Rosie was afraid, she’d heard about gypsies taking off with young children.
Maria Valesco is a ‘dreaded’ gypsy, the sort that Rosie has been warned to fear, but as she is crying on the steps of her cottage, with a mother who ‘won’t get up’ and no father at all, Maria is her salvation. It’s either trust in the gentle, kind Gypsy or be sent to the workhouse, the harsh reality for poor orphans in the late 1800’s, England. Rosie and Maria become like mother and child, befriending the ‘cut-rats’ (people who work on canal) and are treated just as lowly as the Romany. Coming of age, learning the traditions of the Maria’s people, traveling in a caravan has been a life of love, but all that ends with a loss and Rosie finds herself dependant on the kindness of Margy and Abner Mitchell. Soon, she is living on their boat, until she can figure out what to do with her future.
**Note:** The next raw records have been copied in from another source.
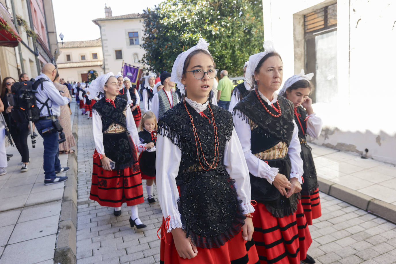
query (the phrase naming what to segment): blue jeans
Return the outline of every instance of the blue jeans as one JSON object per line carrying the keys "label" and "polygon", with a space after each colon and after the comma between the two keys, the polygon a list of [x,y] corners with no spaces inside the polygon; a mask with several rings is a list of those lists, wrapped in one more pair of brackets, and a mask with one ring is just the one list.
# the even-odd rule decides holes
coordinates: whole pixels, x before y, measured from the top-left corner
{"label": "blue jeans", "polygon": [[228,108],[230,107],[230,102],[231,101],[222,101],[219,100],[219,102],[217,102],[217,106],[222,107],[228,111]]}
{"label": "blue jeans", "polygon": [[41,131],[47,127],[52,126],[52,120],[51,119],[40,120],[34,122],[34,125],[37,129],[44,141],[44,162],[43,168],[44,174],[47,180],[55,177],[55,171],[61,170],[61,163],[59,161],[59,132],[53,133],[47,132],[43,135]]}

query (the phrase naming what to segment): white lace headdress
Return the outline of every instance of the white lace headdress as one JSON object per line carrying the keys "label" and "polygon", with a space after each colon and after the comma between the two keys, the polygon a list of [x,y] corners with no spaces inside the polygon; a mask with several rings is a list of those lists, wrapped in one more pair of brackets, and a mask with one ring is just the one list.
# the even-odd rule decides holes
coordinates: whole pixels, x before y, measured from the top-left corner
{"label": "white lace headdress", "polygon": [[150,78],[152,77],[155,80],[155,76],[153,75],[147,75],[146,76],[146,79],[145,80],[145,88],[147,88],[148,87],[148,80]]}
{"label": "white lace headdress", "polygon": [[88,99],[92,100],[95,97],[99,95],[99,93],[101,92],[105,93],[105,90],[103,87],[105,87],[105,84],[109,80],[110,76],[114,76],[114,74],[112,72],[108,72],[105,74],[102,74],[96,77],[96,78],[92,81],[89,85],[89,94],[88,95]]}
{"label": "white lace headdress", "polygon": [[[173,67],[172,67],[172,72],[171,73],[171,82],[173,82],[176,83],[176,86],[180,89],[180,93],[182,94],[184,94],[186,93],[186,90],[184,88],[184,85],[181,83],[181,77],[183,75],[183,68],[184,67],[184,62],[186,61],[186,59],[188,55],[194,50],[197,49],[203,49],[208,52],[209,51],[208,49],[208,47],[209,46],[209,44],[206,42],[202,38],[199,39],[198,43],[196,45],[188,49],[185,51],[183,51],[177,56],[173,63]],[[210,52],[209,52],[210,54]]]}
{"label": "white lace headdress", "polygon": [[276,52],[274,47],[274,44],[270,40],[267,40],[263,44],[264,51],[263,52],[253,54],[249,57],[249,64],[246,68],[245,74],[245,86],[248,90],[251,90],[254,87],[253,76],[254,75],[254,70],[257,67],[260,61],[263,57],[270,52]]}
{"label": "white lace headdress", "polygon": [[282,89],[278,93],[278,94],[280,95],[284,96],[284,95],[286,92],[286,90],[294,83],[302,80],[306,80],[309,82],[310,80],[312,79],[312,77],[314,77],[313,72],[311,72],[310,73],[306,74],[304,72],[304,69],[301,69],[300,74],[293,75],[286,80],[285,84],[283,85],[283,87],[282,87]]}

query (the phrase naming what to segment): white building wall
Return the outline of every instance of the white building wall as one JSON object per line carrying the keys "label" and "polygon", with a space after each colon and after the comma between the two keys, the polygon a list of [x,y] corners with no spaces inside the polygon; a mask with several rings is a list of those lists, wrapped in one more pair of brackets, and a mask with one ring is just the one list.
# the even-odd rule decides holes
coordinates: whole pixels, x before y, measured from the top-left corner
{"label": "white building wall", "polygon": [[[56,60],[57,63],[69,63],[83,62],[84,61],[100,61],[103,59],[102,47],[84,47],[63,48],[62,44],[59,44],[61,51],[59,57]],[[92,53],[97,54],[97,59],[92,58]],[[70,55],[70,61],[68,61],[66,55]],[[85,60],[81,59],[81,55],[85,55]]]}
{"label": "white building wall", "polygon": [[337,100],[313,107],[324,128],[312,141],[396,164],[393,81],[396,59],[392,0],[263,0],[264,38],[282,57],[284,81],[305,65],[304,15],[337,3]]}
{"label": "white building wall", "polygon": [[[114,73],[121,71],[123,60],[127,63],[141,67],[142,65],[134,63],[133,54],[137,54],[141,60],[145,53],[144,49],[140,45],[130,45],[128,32],[138,32],[139,43],[143,42],[143,20],[136,18],[98,21],[101,30],[101,36],[105,58],[106,72]],[[121,49],[122,59],[116,59],[115,51]]]}

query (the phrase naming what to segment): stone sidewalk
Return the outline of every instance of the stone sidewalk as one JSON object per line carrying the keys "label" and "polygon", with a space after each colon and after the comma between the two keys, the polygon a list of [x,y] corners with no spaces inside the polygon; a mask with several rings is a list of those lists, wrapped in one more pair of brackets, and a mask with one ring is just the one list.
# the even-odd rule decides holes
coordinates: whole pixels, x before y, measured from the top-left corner
{"label": "stone sidewalk", "polygon": [[[113,208],[89,200],[92,121],[78,116],[77,264],[159,263],[156,233],[162,215],[158,203],[150,205],[145,201],[139,205],[139,216],[147,227],[137,230],[129,227],[130,213],[125,205],[116,217]],[[331,196],[320,196],[322,215],[309,227],[313,242],[308,253],[317,263],[396,262],[396,225]]]}
{"label": "stone sidewalk", "polygon": [[[28,139],[30,162],[26,172],[20,172],[16,148],[6,148],[14,156],[7,174],[0,176],[0,263],[53,263],[65,183],[44,185],[43,139],[36,139],[34,148]],[[66,166],[68,155],[59,158]]]}

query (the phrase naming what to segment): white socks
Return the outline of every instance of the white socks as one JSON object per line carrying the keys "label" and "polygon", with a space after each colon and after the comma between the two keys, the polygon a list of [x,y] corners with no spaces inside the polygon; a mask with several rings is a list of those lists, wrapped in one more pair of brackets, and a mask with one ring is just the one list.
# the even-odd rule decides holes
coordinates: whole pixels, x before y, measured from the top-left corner
{"label": "white socks", "polygon": [[[131,206],[131,218],[132,220],[135,220],[135,223],[136,225],[141,224],[143,223],[140,220],[140,218],[136,219],[139,217],[139,215],[137,213],[137,205]],[[136,219],[135,220],[135,219]]]}
{"label": "white socks", "polygon": [[148,185],[146,185],[146,190],[147,191],[147,196],[150,198],[150,196],[152,196],[152,186],[154,184],[152,184],[151,186],[148,186]]}

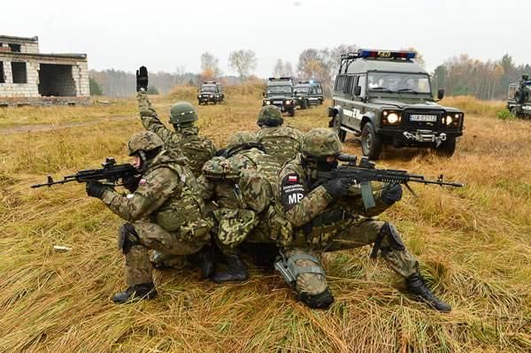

Rosie has the gift of second sight, and before long word spreads and she has clients. Not everyone likes what they hear about their future, and Rosie has uncomfortable predictions for Margy too, involving a woman and her own beloved son and grandchildren. Rosie’s own love is uncertain, falling for a much older and very married man. Then there is the Jake Harding, a Romany bandolier who wants her desperately as his monashay (wife), despite discovering that she wasn’t Maria’s biological daughter, hence not a true Romany. He is dangerous, and won’t give up. The man she has fallen in love with has complications of his own, and the future of his sons are utmost in his mind, despite his growing feelings for Rosie.
The Mitchell’s daughter in law has caused them nothing but untold grief, kept them from being around their grandchildren and son with her devious lies and manipulations. I actually thought Sarah was needed in this novel, with her flaring temper. Every family seems to have that one difficult person, pulling everyone’s strings, making a mess.
With every step Rosie takes, and despite her gift of sight, things keep going wrong. While she has brought hope and friendship to the Mitchell’s, her own life seems to be under a dark cloud. Is it truly darkest before the dawn? Will Rosie have the happy ending she desperately longs for? beginning with the devastating grief of a child losing her mother and growing into a strong young woman raised by an incredible selfless gypsy, Rosie’s future couldn’t possibly end without genuine love. This is a delightful, historical fiction with characters whose lives have a lot of difficulties besides making a living. Most of them caused by other family members. What’s a love story without obstacles?